Books: Boxing clever
Pandora's Box by Alice Thompson, Virago pounds 12.99
The myth of Pandora, a woman created by the gods with the sole purpose of wreaking disaster on mortal man, is a tale full of misogynistic possibilities. That man should suffer through woman for his acquisition of knowledge isn't exactly a new or even uncommon cultural theme, and in borrowing the story of Pandora, Alice Thompson's latest novel might have risked having nothing new to say about it.

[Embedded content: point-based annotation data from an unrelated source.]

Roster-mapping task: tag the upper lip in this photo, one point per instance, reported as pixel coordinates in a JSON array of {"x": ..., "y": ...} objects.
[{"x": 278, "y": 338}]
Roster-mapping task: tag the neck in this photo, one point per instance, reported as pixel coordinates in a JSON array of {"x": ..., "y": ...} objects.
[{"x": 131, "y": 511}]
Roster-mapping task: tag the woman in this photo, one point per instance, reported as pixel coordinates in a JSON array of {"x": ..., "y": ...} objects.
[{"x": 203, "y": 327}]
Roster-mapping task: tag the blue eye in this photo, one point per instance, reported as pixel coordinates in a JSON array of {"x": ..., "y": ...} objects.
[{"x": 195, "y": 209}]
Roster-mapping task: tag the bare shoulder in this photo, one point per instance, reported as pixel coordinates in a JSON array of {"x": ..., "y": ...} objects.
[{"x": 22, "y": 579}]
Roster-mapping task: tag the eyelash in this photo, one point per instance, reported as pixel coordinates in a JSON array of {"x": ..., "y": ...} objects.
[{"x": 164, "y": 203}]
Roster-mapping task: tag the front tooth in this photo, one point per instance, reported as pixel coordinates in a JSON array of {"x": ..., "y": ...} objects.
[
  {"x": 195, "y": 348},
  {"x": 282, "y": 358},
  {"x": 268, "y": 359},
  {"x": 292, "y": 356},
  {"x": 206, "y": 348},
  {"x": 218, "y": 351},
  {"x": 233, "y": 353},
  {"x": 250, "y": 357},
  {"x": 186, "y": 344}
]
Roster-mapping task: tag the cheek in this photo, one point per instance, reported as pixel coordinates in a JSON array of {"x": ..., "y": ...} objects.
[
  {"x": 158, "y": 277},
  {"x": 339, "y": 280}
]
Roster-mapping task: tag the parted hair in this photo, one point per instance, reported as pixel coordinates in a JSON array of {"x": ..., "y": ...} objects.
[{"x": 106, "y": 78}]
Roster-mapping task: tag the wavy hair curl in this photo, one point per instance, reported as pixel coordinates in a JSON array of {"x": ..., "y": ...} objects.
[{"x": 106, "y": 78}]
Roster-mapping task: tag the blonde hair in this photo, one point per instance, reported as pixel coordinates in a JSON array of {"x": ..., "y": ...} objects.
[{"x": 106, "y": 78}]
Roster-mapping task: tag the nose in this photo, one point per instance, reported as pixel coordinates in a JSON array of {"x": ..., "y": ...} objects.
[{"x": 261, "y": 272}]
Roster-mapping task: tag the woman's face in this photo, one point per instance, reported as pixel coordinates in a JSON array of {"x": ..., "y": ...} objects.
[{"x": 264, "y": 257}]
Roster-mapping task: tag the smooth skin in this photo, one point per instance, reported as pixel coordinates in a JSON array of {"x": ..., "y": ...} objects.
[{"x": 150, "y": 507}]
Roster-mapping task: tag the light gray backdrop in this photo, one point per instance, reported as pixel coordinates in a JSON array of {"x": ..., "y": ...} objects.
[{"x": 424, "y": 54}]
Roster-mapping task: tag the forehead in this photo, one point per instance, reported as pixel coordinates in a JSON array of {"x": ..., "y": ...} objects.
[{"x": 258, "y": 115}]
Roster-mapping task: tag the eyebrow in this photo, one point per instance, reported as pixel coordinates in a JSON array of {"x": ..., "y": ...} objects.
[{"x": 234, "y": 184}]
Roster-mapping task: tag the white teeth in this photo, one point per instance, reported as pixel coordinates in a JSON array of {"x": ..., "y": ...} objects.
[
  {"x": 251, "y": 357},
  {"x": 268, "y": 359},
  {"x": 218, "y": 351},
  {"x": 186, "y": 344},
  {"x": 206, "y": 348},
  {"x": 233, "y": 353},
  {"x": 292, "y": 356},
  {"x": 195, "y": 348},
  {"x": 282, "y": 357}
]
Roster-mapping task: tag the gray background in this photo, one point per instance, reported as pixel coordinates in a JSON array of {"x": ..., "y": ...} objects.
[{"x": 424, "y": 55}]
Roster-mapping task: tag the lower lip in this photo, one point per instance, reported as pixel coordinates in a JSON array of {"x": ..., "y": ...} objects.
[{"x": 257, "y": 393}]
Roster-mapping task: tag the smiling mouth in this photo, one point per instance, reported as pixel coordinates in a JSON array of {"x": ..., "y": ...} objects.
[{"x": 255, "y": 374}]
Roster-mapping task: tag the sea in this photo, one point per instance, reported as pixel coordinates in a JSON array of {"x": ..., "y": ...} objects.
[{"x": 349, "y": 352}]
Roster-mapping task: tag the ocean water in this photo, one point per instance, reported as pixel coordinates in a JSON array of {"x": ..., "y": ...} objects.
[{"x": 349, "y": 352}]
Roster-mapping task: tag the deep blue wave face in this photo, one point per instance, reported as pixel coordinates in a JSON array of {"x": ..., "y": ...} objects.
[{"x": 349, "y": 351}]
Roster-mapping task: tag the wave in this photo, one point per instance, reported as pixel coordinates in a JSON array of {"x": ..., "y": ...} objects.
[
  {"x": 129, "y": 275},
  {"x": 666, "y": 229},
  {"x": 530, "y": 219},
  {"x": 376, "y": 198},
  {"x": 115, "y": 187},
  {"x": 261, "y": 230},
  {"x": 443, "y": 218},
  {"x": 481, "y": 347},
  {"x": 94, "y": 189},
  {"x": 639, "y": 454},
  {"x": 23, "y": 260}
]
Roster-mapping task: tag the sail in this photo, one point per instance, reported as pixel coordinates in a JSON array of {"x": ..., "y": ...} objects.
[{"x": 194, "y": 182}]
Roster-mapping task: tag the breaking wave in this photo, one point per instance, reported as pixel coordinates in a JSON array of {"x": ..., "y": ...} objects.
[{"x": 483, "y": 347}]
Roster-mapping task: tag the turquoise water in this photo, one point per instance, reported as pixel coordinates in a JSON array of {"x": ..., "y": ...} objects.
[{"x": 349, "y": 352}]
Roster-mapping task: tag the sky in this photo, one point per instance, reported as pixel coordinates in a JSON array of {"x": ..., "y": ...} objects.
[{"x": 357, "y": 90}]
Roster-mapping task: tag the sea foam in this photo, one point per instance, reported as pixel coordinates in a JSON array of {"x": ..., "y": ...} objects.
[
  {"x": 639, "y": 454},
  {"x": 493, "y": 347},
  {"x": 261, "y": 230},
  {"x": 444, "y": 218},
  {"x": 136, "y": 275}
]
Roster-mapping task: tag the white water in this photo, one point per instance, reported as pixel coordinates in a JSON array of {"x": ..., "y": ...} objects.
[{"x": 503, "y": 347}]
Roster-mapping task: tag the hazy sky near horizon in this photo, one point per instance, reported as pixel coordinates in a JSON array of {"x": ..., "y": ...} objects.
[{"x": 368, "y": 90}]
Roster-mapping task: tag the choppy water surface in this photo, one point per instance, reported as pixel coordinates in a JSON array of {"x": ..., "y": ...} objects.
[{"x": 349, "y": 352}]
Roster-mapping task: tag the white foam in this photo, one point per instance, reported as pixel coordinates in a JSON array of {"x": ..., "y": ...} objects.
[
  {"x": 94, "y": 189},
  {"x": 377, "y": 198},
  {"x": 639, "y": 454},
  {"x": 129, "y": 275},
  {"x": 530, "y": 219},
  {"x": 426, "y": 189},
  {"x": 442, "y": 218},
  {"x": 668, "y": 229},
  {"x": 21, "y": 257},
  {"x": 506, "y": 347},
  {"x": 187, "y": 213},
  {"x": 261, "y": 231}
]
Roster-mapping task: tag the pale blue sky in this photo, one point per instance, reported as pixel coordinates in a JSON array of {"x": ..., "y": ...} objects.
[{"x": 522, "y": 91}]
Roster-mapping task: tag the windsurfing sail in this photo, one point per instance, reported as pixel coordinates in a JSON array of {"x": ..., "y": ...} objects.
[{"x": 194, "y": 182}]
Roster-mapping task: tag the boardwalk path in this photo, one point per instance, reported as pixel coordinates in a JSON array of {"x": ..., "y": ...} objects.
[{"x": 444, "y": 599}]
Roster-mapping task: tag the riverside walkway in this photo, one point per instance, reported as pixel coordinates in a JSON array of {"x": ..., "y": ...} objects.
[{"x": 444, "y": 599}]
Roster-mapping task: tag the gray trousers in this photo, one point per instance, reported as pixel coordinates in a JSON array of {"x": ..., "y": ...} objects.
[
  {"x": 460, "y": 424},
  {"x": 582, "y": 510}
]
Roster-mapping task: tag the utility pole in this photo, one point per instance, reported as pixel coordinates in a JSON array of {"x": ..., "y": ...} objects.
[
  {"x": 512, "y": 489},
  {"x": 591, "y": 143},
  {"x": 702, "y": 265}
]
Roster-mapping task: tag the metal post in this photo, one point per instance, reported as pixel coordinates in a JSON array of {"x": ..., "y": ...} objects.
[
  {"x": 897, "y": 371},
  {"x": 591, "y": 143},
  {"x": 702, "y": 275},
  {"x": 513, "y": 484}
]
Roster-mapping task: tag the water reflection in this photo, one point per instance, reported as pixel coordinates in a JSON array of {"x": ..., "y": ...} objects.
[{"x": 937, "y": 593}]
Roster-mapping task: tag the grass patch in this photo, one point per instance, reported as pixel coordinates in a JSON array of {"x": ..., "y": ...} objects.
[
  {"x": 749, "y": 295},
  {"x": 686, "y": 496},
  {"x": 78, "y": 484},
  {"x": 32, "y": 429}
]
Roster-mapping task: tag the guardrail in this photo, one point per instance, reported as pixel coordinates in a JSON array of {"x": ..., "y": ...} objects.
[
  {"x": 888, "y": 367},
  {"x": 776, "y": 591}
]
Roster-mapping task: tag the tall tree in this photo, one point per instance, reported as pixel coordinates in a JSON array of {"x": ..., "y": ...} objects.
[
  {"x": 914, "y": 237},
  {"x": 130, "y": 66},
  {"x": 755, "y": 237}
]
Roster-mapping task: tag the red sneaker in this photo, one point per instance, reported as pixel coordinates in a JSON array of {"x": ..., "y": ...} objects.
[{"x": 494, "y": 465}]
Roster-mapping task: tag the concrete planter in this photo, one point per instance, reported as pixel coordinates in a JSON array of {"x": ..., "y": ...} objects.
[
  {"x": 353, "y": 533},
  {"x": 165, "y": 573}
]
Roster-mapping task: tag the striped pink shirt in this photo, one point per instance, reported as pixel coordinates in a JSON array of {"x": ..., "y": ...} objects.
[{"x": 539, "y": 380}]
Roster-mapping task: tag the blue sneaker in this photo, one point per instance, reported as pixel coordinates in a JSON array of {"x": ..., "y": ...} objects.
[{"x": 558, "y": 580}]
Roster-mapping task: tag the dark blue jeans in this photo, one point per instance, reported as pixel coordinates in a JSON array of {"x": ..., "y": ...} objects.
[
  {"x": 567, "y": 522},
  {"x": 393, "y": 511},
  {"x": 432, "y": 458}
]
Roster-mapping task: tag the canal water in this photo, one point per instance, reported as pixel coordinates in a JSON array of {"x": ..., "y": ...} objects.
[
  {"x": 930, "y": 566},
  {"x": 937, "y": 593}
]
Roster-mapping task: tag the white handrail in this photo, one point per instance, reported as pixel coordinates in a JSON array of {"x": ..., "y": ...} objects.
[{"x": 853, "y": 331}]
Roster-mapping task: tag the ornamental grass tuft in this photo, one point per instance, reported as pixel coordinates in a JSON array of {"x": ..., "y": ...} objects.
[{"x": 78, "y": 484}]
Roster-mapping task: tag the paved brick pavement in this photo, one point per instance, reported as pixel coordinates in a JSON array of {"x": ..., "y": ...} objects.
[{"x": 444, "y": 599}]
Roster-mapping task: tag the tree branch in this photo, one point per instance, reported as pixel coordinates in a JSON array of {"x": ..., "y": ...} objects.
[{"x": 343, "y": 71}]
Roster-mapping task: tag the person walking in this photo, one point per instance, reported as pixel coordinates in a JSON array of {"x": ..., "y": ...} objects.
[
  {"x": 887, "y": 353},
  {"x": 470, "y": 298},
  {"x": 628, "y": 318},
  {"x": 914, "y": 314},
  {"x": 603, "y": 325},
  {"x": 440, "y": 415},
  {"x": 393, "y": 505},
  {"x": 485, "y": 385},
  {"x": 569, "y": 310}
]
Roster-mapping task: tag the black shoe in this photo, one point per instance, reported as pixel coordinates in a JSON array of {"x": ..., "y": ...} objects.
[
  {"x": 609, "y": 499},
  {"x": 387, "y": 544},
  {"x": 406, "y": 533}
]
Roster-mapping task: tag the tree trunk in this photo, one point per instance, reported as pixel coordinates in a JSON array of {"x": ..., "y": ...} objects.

But happily this proves not to be the case. Pandora's Box is an inventive and strangely surreal tale, if disconcertingly uneven. The novel begins with the sort of highly visual scene readers of Thompson's previous work, Justine, will be familiar with. One night, plastic surgeon Dr Noah Close opens his front door to find a woman standing outside enveloped in flames. He takes her to his hospital - a privately run, futuristic building which has a telling lack of definition: "The smell of the hospital was bleached and anaesthetised. The scents of the body, of sweat or excreta, had been emptied out." Like the hospital, the woman too is without definition - her face and body are so badly burnt, Noah must completely re-build them. When he does though, he discovers her to be perfectly beautiful, without the characteristic blemishes and imperfections of the average human body. Obsessed by the woman he calls Pandora - her flames are also symbolic of the mythical crime of mortal man, the stealing of fire by Prometheus - he takes her home and they live together as man and wife before one night, Noah returns to find her brutally murdered.
Here the novel becomes surreal in ways that might be reminiscent of Angela Carter, but which is not without its own problems. Noah heads off in chase of the man he believes to be the murderer, a character called Lazarus. He engages the help of a detective, the man-woman Venus. Both these characters contribute to the mythical atmosphere of the novel, but they also seem strangely superfluous.
While Thompson is strong on the themes of her tale, like the recurrence of reflections, doubles, ghosts and so on, the anchoring of this symbolism is much needed. This is a narrative which leaps from location to location, and whose characters become gradually less explicable. Noah's reproduction of the female body in the guise of the perfect Pandora is criticised by Lazarus: "The sacredness of the individual ... How terrible it would be to understand that stranger inside. To actually get to know oneself absolutely. Suddenly to think to oneself 'I know you. You'll never surprise me again'."
Noah may have tried to rob Pandora of that inexplicability, an attribute the novel clearly embraces. As a result, he is torn away from the small village we are told he inhabits at the beginning of the novel, to speed across the Nevada desert to get to Lazarus. Thompson makes astute perceptions on body politics, but sometimes the baggage of the myth and the thriller narrative seem too heavy for the delicate structure of her novel.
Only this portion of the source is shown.